Why r u cashing out five times a day?


----------



## Drivingforprofit (Jan 14, 2017)

Docaces said:


> Why r u cashing out five times a day?


Because I want to!


----------



## Docaces (Aug 12, 2015)

Ok....im sure they have it in for you.


----------



## emmhope (Jul 10, 2017)

This is so funny ! isn’t it in the tos , you can only cash out up to 4 times ?


----------



## chitown73 (Jul 18, 2017)

Docaces said:


> Why r u cashing out five times a day?


Probably the stupidest thing I've heard someone complain about..smdh. There is no logical reason to cash out that many times every day... unless your smoking meth or crack and needed your fix.


----------



## MrMikeNC (Feb 16, 2017)

I actually didn't know there was a limit, but I guess it makes sense. I've cashed out maybe two times in a row once or twice, but usually it works out where I cash out just once a day when I do Lyft.


----------



## Drivingforprofit (Jan 14, 2017)

chitown73 said:


> Probably the stupidest thing I've heard someone complain about..smdh. There is no logical reason to cash out that many times every day... unless your smoking meth or crack and needed your fix.[/QUOTE
> I consider you an idiot for jumping to such a low class solution. I don't have to explain to you nor Lyft why I cash out as much as I do. Lyfy plays a lot of games and I do not trust em. What if a passenger arbitrarily decided to make up some shit; if they suspend you, you cannot cash out.





emmhope said:


> This is so funny ! isn't it in the tos , you can only cash out up to 4 times ?


Nope


chitown73 said:


> Probably the stupidest thing I've heard someone complain about..smdh. There is no logical reason to cash out that many times every day... unless your smoking meth or crack and needed your fix.


Who are you to make any assumptions about me or my circumstances? You dont know me; but your comments here reveals a lot about your low level of thinking and perceiving. If you cannot add anything meaningful to a discussion; keep your pie hole shut!


----------



## chitown73 (Jul 18, 2017)

Drivingforprofit said:


> Nope
> 
> Who are you to make any assumptions about me or my circumstances? You dont know me; but your comments here reveals a lot about your low level of thinking and perceiving. If you cannot add anything meaningful to a discussion; keep your pie hole shut!

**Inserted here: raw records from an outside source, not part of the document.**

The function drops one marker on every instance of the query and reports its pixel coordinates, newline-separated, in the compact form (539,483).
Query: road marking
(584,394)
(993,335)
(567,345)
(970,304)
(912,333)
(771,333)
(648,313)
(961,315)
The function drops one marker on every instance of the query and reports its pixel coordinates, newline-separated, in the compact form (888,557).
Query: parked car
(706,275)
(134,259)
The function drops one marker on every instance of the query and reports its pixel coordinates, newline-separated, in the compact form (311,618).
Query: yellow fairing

You must be doing something wrong if your that paranoid about being suspended or deactivated. I can shut your pie hole anytime bud.
Try reading the TOS that YOU agreed to when you signed up and then you don't have to cry about such stupid cr*p.


----------



## Drivingforprofit (Jan 14, 2017)

chitown73 said:


> You must be doing something wrong if your that paranoid about being suspended or deactivated. I can shut your pie hole anytime bud.
> Try reading the TOS that YOU agreed to when you signed up and then you don't have to cry about such stupid cr*p.

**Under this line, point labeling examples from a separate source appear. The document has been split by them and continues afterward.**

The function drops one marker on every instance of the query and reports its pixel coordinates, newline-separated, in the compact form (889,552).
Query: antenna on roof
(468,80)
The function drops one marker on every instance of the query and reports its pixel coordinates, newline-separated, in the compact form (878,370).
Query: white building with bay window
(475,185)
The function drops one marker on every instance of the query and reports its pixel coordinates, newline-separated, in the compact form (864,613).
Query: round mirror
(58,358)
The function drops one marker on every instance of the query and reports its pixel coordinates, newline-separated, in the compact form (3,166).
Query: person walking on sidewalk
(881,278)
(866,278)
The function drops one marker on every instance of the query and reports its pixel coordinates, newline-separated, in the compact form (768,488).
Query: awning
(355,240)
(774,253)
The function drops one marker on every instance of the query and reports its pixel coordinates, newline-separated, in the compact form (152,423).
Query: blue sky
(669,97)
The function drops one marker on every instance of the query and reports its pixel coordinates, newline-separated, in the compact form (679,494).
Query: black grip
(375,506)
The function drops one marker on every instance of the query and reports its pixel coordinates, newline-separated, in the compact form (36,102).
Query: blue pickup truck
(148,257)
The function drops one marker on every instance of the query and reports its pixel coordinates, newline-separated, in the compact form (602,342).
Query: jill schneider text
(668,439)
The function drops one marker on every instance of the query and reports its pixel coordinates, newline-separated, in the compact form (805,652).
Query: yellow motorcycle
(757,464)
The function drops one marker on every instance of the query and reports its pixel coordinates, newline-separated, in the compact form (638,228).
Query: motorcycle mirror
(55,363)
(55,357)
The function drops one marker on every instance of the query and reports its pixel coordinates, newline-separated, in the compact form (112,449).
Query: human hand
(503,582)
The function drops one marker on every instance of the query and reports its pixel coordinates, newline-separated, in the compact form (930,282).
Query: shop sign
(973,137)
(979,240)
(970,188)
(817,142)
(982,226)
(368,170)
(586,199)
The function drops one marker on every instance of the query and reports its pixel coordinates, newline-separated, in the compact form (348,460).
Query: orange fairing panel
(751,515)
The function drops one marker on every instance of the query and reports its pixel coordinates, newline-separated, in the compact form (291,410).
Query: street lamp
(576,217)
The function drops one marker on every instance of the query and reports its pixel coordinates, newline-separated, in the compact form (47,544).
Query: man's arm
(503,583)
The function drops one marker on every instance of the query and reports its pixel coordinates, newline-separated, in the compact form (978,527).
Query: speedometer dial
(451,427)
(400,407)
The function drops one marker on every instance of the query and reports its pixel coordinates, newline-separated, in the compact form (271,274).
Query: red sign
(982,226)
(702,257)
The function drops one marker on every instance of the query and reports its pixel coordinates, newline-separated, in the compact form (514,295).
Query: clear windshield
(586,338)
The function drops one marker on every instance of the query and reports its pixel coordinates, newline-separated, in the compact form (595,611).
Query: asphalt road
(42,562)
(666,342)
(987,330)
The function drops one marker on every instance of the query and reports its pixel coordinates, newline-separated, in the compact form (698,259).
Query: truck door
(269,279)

First, there is no mention in the TOS with regard to any limitation on me accessing my earnings. Secondly, the only thing that could be perceived as wrongdoing is my calling Lyft out on their myriad of schemes as well as the variations of their manipulations. Trust me, they retaliate. Since you had to make a worthless comment.


----------



## chitown73 (Jul 18, 2017)

Drivingforprofit said:


> First, there is no mention in the TOS with regard to any limitation on me accessing my earnings. Secondly, the only thing that could be perceived as wrongdoing is my calling Lyft out on their myriad of schemes as well as the variations of their manipulations. Trust me, they retaliate. Since you had to make a worthless comment.


Learn how to read d*bag -
Taken straight from Lyft's website


----------



## Drivingforprofit (Jan 14, 2017)

Eve


chitown73 said:


> Learn how to read d*bag -
> Taken straight from Lyft's website


Even more infuriating since I cashed out twice.


----------



## Massdahtee85 (Apr 27, 2019)

I just want to add that I use express pay at times because other than getting va disability I drive with lyft. Recently I had a day where I needed to use express pay multiple times just to pay for gas. And I’m am stuck at a gas station with no gas because of that limit


----------